Adja-Ouèrè, mercredi 1er octobre 2025. Le jour se lève à peine, mais la cour extérieure de la mairie est déjà noire de monde. Hommes et femmes, parfois assis à même le sol, d’autres debout, l’air fatigué, attendent depuis l’aube. À leurs côtés, des enfants en uniforme scolaire ou vêtus de tenues locales observent, silencieux. Tous partagent la même angoisse : obtenir, coûte que coûte, l’acte de naissance sécurisé ou le certificat d’identification personnelle, indispensables pour constituer les dossiers d’examen.

Lorsque les agents de l’Agence nationale d’identification personnelle (ANIP) font leur entrée dans l’enceinte de la mairie, une ruée instinctive s’opère. Les récépissés du Ravip brandis comme des sésames, chacun veut être servi en premier. Les regards sont tendus, les voix se pressent. « Comment faire pour être sûr d’obtenir le document aujourd’hui ? », glisse Michel, oncle d’un jeune candidat au CEP. À quelques mètres, Dame Agnikè, trempée par une pluie matinale, se cramponne à l’espoir de ne pas rentrer bredouille, malgré une nuit blanche passée à attendre.
La scène d’Adja-Ouèrè n’est pas une exception : elle est devenue la norme. Partout au Bénin, devant les antennes communales ou départementales de l’ANIP, les mêmes attroupements se forment.
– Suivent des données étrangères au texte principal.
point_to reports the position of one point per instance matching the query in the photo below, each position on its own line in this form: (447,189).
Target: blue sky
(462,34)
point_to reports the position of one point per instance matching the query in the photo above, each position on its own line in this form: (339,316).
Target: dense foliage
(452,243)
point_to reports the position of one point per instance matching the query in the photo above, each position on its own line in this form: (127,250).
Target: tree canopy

Depuis plusieurs semaines, parents et élèves patientent des heures, parfois des journées entières, dans la crainte d’être recalés aux examens faute de document sécurisé.
Pour l’État, la réforme est claire : seules les pièces d’état civil modernisées et sécurisées sont désormais recevables. L’objectif est noble. Il s’agit de fiabiliser le système, lutter contre les fraudes et garantir à chaque citoyen une identité conforme aux standards internationaux. Mais sur le terrain, la réalité est tout autre : files interminables, désorganisation, fatigue, larmes et, parfois, désespoir.

À ces difficultés objectives s’ajoute une erreur collective : la procrastination. Beaucoup de parents attendent la dernière minute pour engager les démarches, déclenchant une course effrénée dès que les écoles réclament les dossiers. « Si j’avais anticipé pendant les vacances, je n’en serais pas là », souffle, épuisé, un père de famille au terme de plusieurs heures d’attente. Cette culture de l’urgence amplifie la pression sur les agents de l’ANIP et accentue les frustrations. Les enfants, spectateurs impuissants de cette confusion, absorbent à leur manière cette angoisse, alors même qu’ils devraient consacrer toute leur énergie à la préparation de leurs examens.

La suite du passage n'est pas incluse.